Napoléon, reprenant sa promenade, s’adressa alors à Cambacérès:

—Oui, c’est un misérable! un grand misérable!... mais qu’il ne compte pas faire de moi ce qu’il a fait de son Dieu, de sa Convention et de son Directoire qu’il a tour à tour bassement trahis et vendus. J’ai la vue plus longue que Barras, et avec moi, ça ne sera pas si facile!... Qu’il se tienne donc pour averti... Mais il a des notes, des instructions de moi et j’entends qu’il me les rende...

Puis revenant à Dubois:

—Je sais, dit-il, que vous êtes ennemis Fouché et vous... je vous ai malgré cela choisi pour aller auprès de cet homme remplir une importante mission... importante surtout pour lui, car il y va de sa tête!...

—Sire, dit Dubois, que Votre Majesté daigne me dispenser de l’honneur qu’elle veut me faire... Elle-même vient de le dire... le duc d’Otrante est mon ennemi... il croira que je vais chez lui pour le braver...

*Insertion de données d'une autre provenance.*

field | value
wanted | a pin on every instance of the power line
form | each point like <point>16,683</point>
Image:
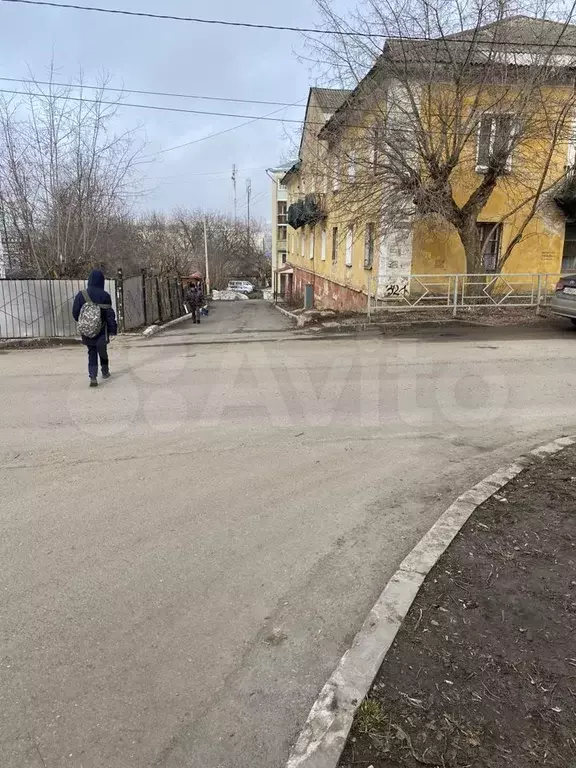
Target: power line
<point>144,93</point>
<point>268,117</point>
<point>216,134</point>
<point>156,107</point>
<point>190,19</point>
<point>447,39</point>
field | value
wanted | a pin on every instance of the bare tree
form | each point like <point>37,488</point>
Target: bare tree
<point>66,178</point>
<point>447,97</point>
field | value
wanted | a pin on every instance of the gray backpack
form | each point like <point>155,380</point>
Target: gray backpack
<point>90,318</point>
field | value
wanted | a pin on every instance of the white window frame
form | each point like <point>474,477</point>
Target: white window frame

—Silence! reprit l’Empereur. Vous allez auprès de lui pour remplir une mission d’Etat que seul vous pouvez mener à bien... Ecoutez bien, Fouché a reçu de moi, pendant son ministère, beaucoup de notes, des lettres confidentielles: je veux les ravoir...

—Votre Majesté ne les lui a pas redemandées?

—Si fait... à plusieurs reprises... Savez-vous ce qu’il a répondu: qu’il les avait brûlés, ces papiers!... Lui, Fouché, brûler mes papiers, des papiers écrits de ma main, allons donc!...

—Sire, j’exécuterai vos ordres... je redemanderai ces notes...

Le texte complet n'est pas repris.